There are a lot of details here about the number of warriors from each side. Upon close inspection, we see the numbers don’t always match up. I’ve got no explanation, nor am I going to ponder it. I merely wanted to point it out in case you had noticed, too. Suffice it to say the numbers are skewed in favor of the Israelites. They should be able to easily wipe out the Benjamin tribe with their great numbers.
But they don’t, on the first and second try at least. The smaller army saw two great victories. The Israelites had to be wondering what was wrong. They had gone to the Lord and asked, “Which tribe should go first to attack the people of Benjamin?” The answer was Judah. If God wasn’t going to give them victory, why did he answer them at all?
I can only suppose that the question was not asked properly. Perhaps God could clearly see that their hearts were set more on revenge rather than on repentance to God. God’s power and might was available to them, but they had not approached God appropriately. What do you think is the reason for their failure?
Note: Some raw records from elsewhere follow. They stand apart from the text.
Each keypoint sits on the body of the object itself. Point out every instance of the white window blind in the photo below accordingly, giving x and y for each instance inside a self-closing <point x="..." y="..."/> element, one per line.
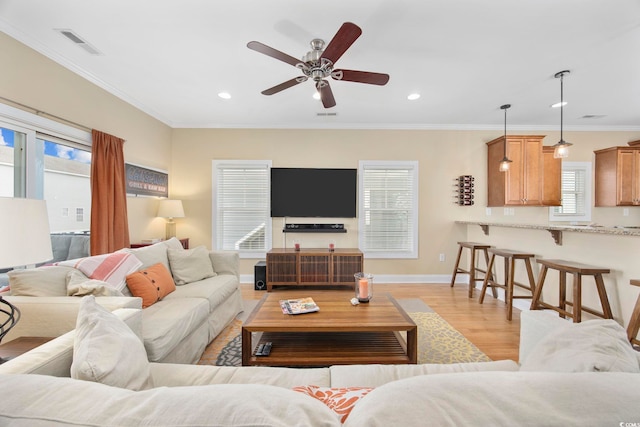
<point x="388" y="213"/>
<point x="241" y="214"/>
<point x="576" y="193"/>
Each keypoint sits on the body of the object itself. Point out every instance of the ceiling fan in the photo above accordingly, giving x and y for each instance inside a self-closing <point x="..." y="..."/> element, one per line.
<point x="318" y="64"/>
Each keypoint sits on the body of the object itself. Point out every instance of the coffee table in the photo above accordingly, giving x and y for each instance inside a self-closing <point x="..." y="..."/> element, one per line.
<point x="338" y="334"/>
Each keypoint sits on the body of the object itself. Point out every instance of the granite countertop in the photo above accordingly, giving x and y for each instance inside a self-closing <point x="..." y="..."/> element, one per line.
<point x="556" y="230"/>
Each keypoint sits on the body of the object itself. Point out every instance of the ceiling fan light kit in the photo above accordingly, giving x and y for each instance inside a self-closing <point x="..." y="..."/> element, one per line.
<point x="318" y="64"/>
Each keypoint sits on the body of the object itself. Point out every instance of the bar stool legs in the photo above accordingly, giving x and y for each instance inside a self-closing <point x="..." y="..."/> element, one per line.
<point x="577" y="270"/>
<point x="510" y="258"/>
<point x="473" y="271"/>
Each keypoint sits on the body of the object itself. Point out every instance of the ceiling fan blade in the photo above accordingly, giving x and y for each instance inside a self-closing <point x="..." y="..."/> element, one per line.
<point x="361" y="77"/>
<point x="269" y="51"/>
<point x="344" y="38"/>
<point x="285" y="85"/>
<point x="326" y="94"/>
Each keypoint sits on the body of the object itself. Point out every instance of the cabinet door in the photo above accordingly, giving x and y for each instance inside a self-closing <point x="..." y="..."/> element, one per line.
<point x="626" y="177"/>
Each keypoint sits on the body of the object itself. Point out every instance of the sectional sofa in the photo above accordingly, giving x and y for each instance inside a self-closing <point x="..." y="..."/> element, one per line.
<point x="553" y="385"/>
<point x="187" y="296"/>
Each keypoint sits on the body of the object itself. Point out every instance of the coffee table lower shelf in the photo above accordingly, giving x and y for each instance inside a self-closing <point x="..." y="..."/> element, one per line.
<point x="332" y="348"/>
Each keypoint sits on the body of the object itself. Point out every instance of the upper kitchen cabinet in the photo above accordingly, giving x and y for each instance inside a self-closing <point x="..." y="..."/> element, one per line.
<point x="617" y="176"/>
<point x="533" y="178"/>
Despite their failure, “the Israelites encouraged each other and took their positions again at the same place they had fought the previous day.” They were not going to give up. I’m guessing the Israelites were still relying on their own power, even though they had gone to Bethel to ask God if they should continue fighting. The response was in the affirmative.
It wasn’t until after the second day of fighting, losing more Israelite lives, that the people approached God with more repentant behaviors. Is that what God had been waiting for? It’s one thing to come to God and ask for stuff, it’s another to show your own weakness and acknowledge God’s power.
How do you approach God with your requests? I’ve often felt like I have a laundry list of asks. As we see in our story, God will respond to our “asks,” but his answer may not always be what we want to hear. Perhaps the lesson here is to approach God with more reverence and respect, showing our reliance on him and his mercy.
Think about when people ask you for things. Aren’t you much more apt to respond favorably when they ask “nicely?” Even better when they offer you something for your help! We can come to God and offer him our humble praise, seeking his will and direction for our lives. We can tell him what we’d like, but he already knows that. We need to be ready, with humility, to ask him for what he wants for us. After all, his plans for us are so much better than we could possibly imagine.
Let’s pray …
Lord, sometimes I wonder what you’re waiting for in answering my prayers. Thank you for the reminder to be more mindful of how I ask as well as what I ask for. Forgive me when I seem more focused on my own power and not reliant on yours. Fill me up today and lead me. In Jesus’ name. Amen.